DA NATUREZA DA PALAVRA

Comecei a desenvolver, através da auto – observação, um método próprio, que se completa a cada trabalho, sobre o uso da voz e da palavra. Essa análise faz parte de um estudo da interpretação, elaborado por mim e pela dramaturga Ana Vitória Vieira Monteiro chamado “O CAMINHO DAS PEDRAS”.

 

Sinto que também pode ser útil a outros atores e atrizes :

 

DA NATUREZA DA PALAVRA

 

O som é nossa relação imediata e primeira com mundo exterior. Desde o berro inicial, quando informamos ao mundo que chegamos, até o sopro final, nos comunicamos com o outro através da palavra ou da emissão de sons. Nossa vibração sonora preenche o vazio, estabelece relações, liga universos. É, ao mesmo tempo, fonte e fruto de nossa criação. Cada ser humano e cada nação emite um som próprio, resultado de sua herança genética, de sua cultura, de seu meio ambiente e de seu tempo.

 

O ator-atriz, agente e co-criador de seu tempo e de sua própria obra, porta-voz de autores, idéias, situações, conflitos, emoções e transformações, tem na palavra sua mais poderosa ferramenta, capaz de dirigir e integrar seu próprio corpo, sua ação e a ação da platéia. Quando evoca, profere, diz uma palavra, e dependendo da maneira como o faz, está pondo em movimento todo o seu corpo, desejos, vontades e contra-vontades; assim como o ambiente, a situação da cena; a platéia, a própria cidade, o país e a natureza onde está localizado.

 

Partindo do princípio de que a natureza de nossos corpos e de nosso meio ambiente é comum a todos, fiz uma relação da emissão vocal com os elementos, de forma a alcançar uma comunicação mais imediata com a platéia.

 

ÁGUA: Uma fala é identificada com a água quando expressa um sentimento e quando provoca uma comunhão das personagens a respeito de um determinado assunto. A água é matéria maleável, que preenche vazios, sinuosa, constante e receptiva, pois recebe e conduz a eletricidade e o ar. O som do sangue, do útero, do paladar.

 

FOGO: A fala fogo é quente, imperiosa, apaixonada, ardente. Sua chama evoca, adere, destrói e constrói. É o som do amor, da paixão, do sexo, do coração.

 

TERRA: É relacionada a algo concreto, determinante, afirmativo ( mesmo quando em forma de interrogação ). Seu som ancora em algo palpável, como um conhecimento anterior, um tato, ou simplesmente um ponto final. A voz dos pés e das mãos.

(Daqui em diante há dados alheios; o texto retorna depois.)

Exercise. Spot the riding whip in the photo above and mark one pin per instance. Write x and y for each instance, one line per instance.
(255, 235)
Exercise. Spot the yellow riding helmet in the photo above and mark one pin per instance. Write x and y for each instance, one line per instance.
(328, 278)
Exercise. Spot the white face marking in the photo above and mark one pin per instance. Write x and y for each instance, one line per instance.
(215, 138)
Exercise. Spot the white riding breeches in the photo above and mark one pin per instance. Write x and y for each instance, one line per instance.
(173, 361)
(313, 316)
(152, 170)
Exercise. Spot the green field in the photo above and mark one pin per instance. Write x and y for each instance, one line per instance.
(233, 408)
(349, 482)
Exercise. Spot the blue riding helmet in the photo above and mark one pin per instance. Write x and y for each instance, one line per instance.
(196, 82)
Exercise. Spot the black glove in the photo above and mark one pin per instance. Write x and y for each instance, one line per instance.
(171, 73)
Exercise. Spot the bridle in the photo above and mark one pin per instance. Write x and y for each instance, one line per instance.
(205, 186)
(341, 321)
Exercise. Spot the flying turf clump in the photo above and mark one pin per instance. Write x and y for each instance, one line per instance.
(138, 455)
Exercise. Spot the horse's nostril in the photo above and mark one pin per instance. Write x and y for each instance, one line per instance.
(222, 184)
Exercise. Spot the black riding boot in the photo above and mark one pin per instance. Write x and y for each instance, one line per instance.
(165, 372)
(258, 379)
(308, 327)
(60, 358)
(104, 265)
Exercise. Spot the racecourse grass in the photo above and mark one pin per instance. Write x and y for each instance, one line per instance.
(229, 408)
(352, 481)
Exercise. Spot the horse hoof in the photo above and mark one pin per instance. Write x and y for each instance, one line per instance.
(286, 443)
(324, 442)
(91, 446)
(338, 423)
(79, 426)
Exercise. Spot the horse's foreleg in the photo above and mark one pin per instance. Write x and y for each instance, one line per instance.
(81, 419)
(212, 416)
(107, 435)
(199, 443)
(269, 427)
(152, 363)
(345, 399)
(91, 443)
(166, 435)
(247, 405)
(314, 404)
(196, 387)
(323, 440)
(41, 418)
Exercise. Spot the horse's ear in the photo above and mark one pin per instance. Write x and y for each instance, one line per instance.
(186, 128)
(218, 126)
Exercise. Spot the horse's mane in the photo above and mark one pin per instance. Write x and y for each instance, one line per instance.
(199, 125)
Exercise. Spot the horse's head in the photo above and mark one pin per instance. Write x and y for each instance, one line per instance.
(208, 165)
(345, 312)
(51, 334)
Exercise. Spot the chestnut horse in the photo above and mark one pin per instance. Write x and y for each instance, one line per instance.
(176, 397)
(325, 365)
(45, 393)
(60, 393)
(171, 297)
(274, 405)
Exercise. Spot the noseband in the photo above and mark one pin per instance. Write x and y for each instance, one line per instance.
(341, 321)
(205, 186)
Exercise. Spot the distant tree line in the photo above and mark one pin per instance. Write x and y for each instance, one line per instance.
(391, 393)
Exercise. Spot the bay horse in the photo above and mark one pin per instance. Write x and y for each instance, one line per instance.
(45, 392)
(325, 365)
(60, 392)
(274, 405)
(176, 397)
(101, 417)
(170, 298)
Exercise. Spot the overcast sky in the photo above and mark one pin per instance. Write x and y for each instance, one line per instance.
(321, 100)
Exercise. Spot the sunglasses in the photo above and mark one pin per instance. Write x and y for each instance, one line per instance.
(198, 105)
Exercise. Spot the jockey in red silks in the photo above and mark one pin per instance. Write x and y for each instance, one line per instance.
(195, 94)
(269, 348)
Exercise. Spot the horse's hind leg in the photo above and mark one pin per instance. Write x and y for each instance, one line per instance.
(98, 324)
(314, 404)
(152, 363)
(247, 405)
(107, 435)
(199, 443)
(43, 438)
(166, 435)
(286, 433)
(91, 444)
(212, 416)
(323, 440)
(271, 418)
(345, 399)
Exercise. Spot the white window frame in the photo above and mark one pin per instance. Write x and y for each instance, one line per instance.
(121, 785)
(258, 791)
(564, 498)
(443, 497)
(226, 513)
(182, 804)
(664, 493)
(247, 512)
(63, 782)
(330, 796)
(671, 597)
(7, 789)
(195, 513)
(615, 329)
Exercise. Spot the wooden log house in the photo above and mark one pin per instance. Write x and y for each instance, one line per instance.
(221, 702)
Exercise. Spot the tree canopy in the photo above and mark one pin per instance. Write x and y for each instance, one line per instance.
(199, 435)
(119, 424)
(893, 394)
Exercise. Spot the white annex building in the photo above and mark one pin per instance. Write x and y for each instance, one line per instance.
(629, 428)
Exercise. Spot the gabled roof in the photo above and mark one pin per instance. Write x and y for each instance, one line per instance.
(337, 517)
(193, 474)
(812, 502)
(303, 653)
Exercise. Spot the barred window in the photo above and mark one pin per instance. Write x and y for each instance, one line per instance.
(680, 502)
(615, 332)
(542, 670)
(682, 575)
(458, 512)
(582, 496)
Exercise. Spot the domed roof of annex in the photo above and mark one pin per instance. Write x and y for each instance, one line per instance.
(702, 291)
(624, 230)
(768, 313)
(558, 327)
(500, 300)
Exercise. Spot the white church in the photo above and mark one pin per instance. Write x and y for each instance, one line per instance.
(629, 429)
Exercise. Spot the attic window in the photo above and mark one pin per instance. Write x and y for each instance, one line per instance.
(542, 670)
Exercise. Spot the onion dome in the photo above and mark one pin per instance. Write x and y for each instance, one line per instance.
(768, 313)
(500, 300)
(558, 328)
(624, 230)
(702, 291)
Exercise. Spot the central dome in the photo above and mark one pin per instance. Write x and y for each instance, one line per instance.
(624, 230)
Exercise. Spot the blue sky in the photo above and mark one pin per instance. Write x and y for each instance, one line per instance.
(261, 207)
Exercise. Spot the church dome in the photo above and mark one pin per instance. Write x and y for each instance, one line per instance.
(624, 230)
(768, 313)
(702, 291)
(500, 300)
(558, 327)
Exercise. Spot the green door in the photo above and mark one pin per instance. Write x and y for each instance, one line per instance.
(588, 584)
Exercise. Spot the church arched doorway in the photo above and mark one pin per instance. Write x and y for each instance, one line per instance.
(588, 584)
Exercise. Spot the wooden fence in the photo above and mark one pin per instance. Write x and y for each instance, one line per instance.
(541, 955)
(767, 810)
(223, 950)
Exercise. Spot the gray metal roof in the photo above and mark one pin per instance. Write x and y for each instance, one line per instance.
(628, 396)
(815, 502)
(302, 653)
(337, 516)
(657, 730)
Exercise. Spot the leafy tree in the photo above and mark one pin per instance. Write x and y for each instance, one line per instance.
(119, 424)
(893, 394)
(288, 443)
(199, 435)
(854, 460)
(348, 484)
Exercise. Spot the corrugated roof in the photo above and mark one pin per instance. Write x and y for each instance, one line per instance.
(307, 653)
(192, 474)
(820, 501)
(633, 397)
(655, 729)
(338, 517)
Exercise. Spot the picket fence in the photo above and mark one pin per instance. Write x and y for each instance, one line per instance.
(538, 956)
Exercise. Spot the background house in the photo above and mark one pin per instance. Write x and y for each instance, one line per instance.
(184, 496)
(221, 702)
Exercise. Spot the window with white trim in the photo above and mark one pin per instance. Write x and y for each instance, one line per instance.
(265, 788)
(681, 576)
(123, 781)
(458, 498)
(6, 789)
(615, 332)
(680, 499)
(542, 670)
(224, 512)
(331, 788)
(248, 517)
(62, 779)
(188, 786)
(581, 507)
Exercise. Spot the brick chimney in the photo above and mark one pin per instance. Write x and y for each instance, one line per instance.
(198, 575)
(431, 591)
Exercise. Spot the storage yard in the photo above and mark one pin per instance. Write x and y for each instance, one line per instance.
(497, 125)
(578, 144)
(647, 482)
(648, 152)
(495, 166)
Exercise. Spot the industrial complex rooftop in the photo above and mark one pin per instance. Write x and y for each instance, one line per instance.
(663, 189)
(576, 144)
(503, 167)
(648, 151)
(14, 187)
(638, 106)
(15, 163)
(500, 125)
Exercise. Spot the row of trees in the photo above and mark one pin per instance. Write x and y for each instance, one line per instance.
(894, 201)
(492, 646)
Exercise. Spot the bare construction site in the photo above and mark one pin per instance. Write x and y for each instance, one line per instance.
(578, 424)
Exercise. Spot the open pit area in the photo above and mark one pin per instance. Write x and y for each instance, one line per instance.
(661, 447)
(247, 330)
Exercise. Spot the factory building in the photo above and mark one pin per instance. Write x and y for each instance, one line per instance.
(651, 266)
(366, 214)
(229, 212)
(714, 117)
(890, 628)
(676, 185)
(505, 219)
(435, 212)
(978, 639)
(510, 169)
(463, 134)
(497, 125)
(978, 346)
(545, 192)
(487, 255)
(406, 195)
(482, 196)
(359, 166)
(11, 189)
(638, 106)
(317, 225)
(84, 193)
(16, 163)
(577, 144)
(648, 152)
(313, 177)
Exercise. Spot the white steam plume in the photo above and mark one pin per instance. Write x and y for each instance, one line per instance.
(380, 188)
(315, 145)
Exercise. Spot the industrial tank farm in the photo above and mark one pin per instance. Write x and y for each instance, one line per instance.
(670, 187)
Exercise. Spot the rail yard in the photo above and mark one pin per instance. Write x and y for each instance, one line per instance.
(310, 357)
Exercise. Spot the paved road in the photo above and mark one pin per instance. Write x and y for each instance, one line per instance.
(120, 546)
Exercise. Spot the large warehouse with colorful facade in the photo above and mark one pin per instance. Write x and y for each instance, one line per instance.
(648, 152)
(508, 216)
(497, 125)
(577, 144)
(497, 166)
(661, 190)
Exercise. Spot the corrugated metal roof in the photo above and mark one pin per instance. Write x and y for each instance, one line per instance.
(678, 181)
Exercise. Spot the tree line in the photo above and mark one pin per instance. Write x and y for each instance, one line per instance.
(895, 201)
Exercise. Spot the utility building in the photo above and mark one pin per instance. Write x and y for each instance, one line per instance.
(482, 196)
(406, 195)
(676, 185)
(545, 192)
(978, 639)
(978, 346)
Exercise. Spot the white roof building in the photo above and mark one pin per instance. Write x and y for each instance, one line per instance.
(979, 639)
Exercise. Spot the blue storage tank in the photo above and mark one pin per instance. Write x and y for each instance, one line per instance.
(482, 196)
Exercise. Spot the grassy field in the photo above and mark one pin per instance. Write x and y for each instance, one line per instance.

MADEIRA: A fala madeira é concreta, mas diferente da terra, pois é mais maleável, contínua. Muito delicada e resistente, sua forma é apenas para que a seiva não se esvaia. É a fala da pele e da amizade.

 

AR: Paradoxalmente o mais suave e vital de todos os elementos, o ar já está presente em todos os espaços e em todos os sons. Mas quando uma fala é apropriada para o seu elemento; ela se torna duplamente ágil, precisa, cristalina. É o som do facho de luz, da inteligência, do raciocínio, dos ossos.

 

ÉTER: É relacionada ao nada, ao exalar, sussurrar. Inclui o vazio onde o som é lançado. Quando o ator é simplesmente o instrumento de um som anterior, inumano, imaterial. O som do grito, do gemido, do silêncio.

METAL: Seu som é límpido, cortante, reluzente, definido e frio; usado como ferramenta inesperada no meio do texto.